Die Achse sah aus, wie sie aussehen sollte, glatt und fast blank. Aber irgendwann würde sie auch durchbrechen, nächstes Jahr oder übernächstes. Vielleicht war es nötig, ein wenig nachzuhelfen.

Bei Gläsern gab es Sollbruchstellen: Bei irgendwelchen Spannungen im Glas sprang es dann zwar etwas früher, aber an einer gewünschten Stelle. Also eine Sollbruchstelle, ein kleiner Ritz in die Oberfläche des Metalls, in der Nähe der Stelle, an der das Ding in der Gabel hing - das würde genügen. Ich setzte die Feile an und säbelte ein Stückchen damit in den Metallstab hinein.

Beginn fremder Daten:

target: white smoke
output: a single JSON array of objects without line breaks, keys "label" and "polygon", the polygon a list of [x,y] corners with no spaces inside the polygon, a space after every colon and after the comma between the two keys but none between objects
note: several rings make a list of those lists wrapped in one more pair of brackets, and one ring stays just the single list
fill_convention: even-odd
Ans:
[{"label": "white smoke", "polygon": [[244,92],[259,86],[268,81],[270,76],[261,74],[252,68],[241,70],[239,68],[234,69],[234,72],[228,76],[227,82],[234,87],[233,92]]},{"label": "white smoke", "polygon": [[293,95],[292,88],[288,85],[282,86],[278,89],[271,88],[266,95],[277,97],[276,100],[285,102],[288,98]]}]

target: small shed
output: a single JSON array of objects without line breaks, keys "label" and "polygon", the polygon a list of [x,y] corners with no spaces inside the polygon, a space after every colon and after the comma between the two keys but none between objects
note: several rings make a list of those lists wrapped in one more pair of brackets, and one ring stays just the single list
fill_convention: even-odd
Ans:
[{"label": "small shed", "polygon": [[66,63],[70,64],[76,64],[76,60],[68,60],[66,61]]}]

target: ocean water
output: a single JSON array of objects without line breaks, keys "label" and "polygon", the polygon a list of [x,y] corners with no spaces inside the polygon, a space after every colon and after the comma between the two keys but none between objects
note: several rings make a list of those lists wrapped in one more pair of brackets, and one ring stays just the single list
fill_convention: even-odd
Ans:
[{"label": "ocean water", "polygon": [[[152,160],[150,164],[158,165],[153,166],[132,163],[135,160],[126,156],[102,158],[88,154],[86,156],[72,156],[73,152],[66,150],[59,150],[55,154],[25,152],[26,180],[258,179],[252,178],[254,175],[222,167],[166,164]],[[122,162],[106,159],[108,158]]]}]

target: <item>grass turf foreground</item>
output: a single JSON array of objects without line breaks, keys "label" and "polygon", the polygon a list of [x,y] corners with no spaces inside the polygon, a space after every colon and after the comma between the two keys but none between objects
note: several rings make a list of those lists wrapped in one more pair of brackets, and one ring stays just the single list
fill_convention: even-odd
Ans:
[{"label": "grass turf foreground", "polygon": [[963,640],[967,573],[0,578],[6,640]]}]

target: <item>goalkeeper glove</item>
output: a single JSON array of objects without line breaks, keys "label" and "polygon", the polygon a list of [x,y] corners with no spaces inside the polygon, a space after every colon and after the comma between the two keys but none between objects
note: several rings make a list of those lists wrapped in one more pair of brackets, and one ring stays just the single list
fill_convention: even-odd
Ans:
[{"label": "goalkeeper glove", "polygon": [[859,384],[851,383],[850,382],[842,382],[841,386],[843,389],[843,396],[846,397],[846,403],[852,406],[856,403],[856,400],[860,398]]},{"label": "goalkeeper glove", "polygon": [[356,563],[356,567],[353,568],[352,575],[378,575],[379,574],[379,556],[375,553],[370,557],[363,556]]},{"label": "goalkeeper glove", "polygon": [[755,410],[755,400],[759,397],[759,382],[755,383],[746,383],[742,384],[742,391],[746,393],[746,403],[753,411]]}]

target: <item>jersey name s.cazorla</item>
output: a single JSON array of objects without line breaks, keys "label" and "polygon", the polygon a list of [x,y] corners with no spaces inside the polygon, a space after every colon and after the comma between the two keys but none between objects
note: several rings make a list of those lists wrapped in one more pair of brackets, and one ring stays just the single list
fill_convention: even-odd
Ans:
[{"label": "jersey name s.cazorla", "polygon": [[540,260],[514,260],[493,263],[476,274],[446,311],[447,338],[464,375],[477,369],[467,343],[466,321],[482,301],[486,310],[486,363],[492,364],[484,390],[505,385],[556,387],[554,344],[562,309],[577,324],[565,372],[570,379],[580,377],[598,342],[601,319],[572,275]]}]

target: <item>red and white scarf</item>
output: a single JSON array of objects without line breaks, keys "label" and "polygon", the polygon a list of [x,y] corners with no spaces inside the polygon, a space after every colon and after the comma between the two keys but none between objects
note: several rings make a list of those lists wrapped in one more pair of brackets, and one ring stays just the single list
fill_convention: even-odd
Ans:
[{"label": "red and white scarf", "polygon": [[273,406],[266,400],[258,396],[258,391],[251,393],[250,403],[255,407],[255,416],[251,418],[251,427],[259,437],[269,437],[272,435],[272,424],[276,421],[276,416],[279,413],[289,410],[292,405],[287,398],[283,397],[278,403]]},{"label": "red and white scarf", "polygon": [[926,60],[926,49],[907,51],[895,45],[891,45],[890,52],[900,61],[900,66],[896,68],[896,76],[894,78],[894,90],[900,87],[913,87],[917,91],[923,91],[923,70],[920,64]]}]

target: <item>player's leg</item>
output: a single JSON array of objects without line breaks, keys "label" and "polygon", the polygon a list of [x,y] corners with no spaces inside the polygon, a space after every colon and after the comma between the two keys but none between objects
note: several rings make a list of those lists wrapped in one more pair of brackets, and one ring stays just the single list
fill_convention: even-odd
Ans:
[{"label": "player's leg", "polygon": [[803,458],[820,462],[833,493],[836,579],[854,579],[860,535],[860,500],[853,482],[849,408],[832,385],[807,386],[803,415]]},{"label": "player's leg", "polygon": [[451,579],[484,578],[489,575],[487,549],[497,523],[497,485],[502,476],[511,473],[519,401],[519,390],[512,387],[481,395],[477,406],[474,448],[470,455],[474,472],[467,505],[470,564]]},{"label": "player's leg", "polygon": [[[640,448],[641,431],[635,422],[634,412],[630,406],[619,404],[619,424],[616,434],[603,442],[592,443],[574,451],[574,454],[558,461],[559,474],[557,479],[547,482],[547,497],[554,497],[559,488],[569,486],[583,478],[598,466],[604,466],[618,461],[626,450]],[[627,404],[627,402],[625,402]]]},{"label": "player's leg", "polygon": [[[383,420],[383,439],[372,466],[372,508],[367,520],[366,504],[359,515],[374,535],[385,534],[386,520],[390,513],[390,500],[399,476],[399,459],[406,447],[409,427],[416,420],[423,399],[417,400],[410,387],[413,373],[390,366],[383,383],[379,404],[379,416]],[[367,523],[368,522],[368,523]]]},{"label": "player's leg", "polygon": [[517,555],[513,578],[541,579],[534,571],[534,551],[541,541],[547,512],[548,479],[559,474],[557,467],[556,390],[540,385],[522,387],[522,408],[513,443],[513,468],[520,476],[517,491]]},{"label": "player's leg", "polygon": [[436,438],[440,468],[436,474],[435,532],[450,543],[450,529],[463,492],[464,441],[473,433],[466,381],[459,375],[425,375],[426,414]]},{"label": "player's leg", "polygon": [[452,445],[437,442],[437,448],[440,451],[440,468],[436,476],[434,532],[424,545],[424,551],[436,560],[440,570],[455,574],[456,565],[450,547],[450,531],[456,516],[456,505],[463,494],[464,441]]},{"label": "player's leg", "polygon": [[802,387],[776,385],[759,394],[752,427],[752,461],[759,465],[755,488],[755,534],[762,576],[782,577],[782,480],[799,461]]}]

Aber als ich am nächsten Morgen aufgestanden war und Else den Tee ans Bett brachte, zeigte sie mir das Fieberthermometer. Sie blieb im Bett.

Unser Sohn Harald kam ins Schlafzimmer.

"Tut mir leid, Harald, aber deine Mutter ist krank," sagte ich.

"Aber Liebling, fahrt doch ohne mich, ist ja nur eine kleine Erkältung. Harald hat sich schon so drauf gefreut," widersprach Else.

"Also gut."

"Papa, mein Rad ist schon so alt und außerdem ist es viel zu klein. Krieg ich bald ein neues?"

"Zum Geburtstag vielleicht."

"Kann ich dann mit Mamas Rad fahren? Nur heute!"

"Nein, Harald, das geht nicht, bei uns hat jeder sein eigenes Rad, und das von Mama ist ein Damenrad, du willst doch nicht mit einem Damenrad..."

"Außerdem kann ich mit Mamas viel schneller fahren."

"Lass ihn ruhig, Berni, so neu ist es ja nicht mehr. Kaputtmachen kann er es nicht. Also, nun fahrt schon los, ihr zwei, und viel Spaß."

Harald war leichter. Es würde schon nichts passieren, dachte ich.

Aber an diesem Tag kamen wir nicht weit. Schon nach einer Stunde passierte es. Harald ließ sich mit blutigem Knie auf dem Sattel heimschieben. Ich hatte Gewissensbisse.

Als wir in die Straße einbogen, wo wir wohnen, sah ich, dass hinter meinem VW ein Firmenkombi stand: Fleisch- und Wurstwaren Fischer.